The folder posted above costs $2,000.00 and was sold to an existing client...

I was not really suggesting he use this Folder for carving a slingshot..

You have a good eye and I agree regarding knife design and agree with your recommendations right down to the self defense applications of wharncliff blades...

Here are a few more recent knives...

Much Respect....


----------



## panch0 (Apr 9, 2010)

Dang Snody! Your knives never cease to impress.


----------



## njenkins (Feb 3, 2010)

Nice knives Snody. Quite bushy looking a few of em. Do you use a Scandi-grind on any of them? And the Damascus steel is gorgeous! I've always liked it, what's your personal opinion of it?


----------



## Chugosh (Feb 9, 2010)

I have to say, Snody, those knives are pretty. I especially like the little plastic handle ones for utility, and the one with bites out of the scales showing the skulls inside.

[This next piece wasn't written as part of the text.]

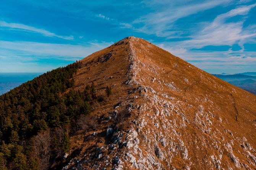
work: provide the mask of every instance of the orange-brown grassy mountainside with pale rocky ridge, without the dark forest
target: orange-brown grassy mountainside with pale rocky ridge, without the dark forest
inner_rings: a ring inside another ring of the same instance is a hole
[[[79,101],[91,113],[79,110],[70,130],[49,133],[70,137],[70,149],[49,157],[50,169],[256,168],[255,95],[135,37],[77,63],[60,96],[84,91]]]

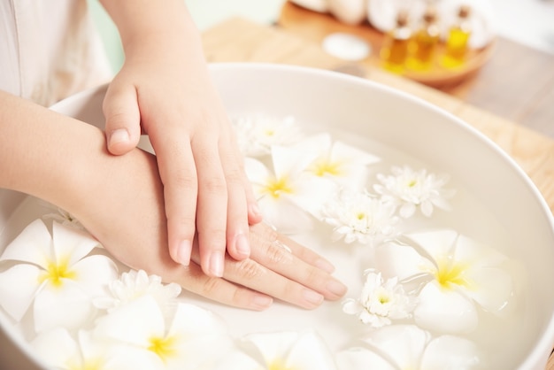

I believe for simple carving and wood crafting a cheap knife will do. I had a good time looking at Ragweed's site. I might have to call him in a month or two when I might have a knife budget.


----------



## SnodyKnives (Mar 15, 2010)

njenkins said:


> Nice knives Snody. Quite bushy looking a few of em. Do you use a Scandi-grind on any of them? And the Damascus steel is gorgeous! I've always liked it, what's your personal opinion of it?


Thanks Bro.

I like the scandi grind but utilize it very often, they get very sharp

I prefer hollow grinds followed by traditional flatgrinds followed by convex..

I like performance damascus for blade steel and the crazy stuff for handles and bolsters..

The damascus I use for blades has D2 or some other high performance core while the flashier damascus has nickel silver..

Thanks again for your post...

Much Respect.............


----------



## CHANEKE_JOSH (Feb 10, 2010)

snody knives ... definitely have to have one of these masterpieces, as I have read, they have one of the best reputations in the world of cutlery. all my respect for the work of snody knives


----------



## SnodyKnives (Mar 15, 2010)

CHANEKE_JOSH said:


> snody knives ... definitely have to have one of these masterpieces, as I have read, they have one of the best reputations in the world of cutlery. all my respect for the work of snody knives


Mil Gracias....

I appreciate your post....

Cuidate....


----------



## Rayshot (Feb 1, 2010)

just looking at a Snoddy knife makes you want one. I definitely am an admirerer of quality work and artistry.

Glad you found a niche and enjoy your work and art.


----------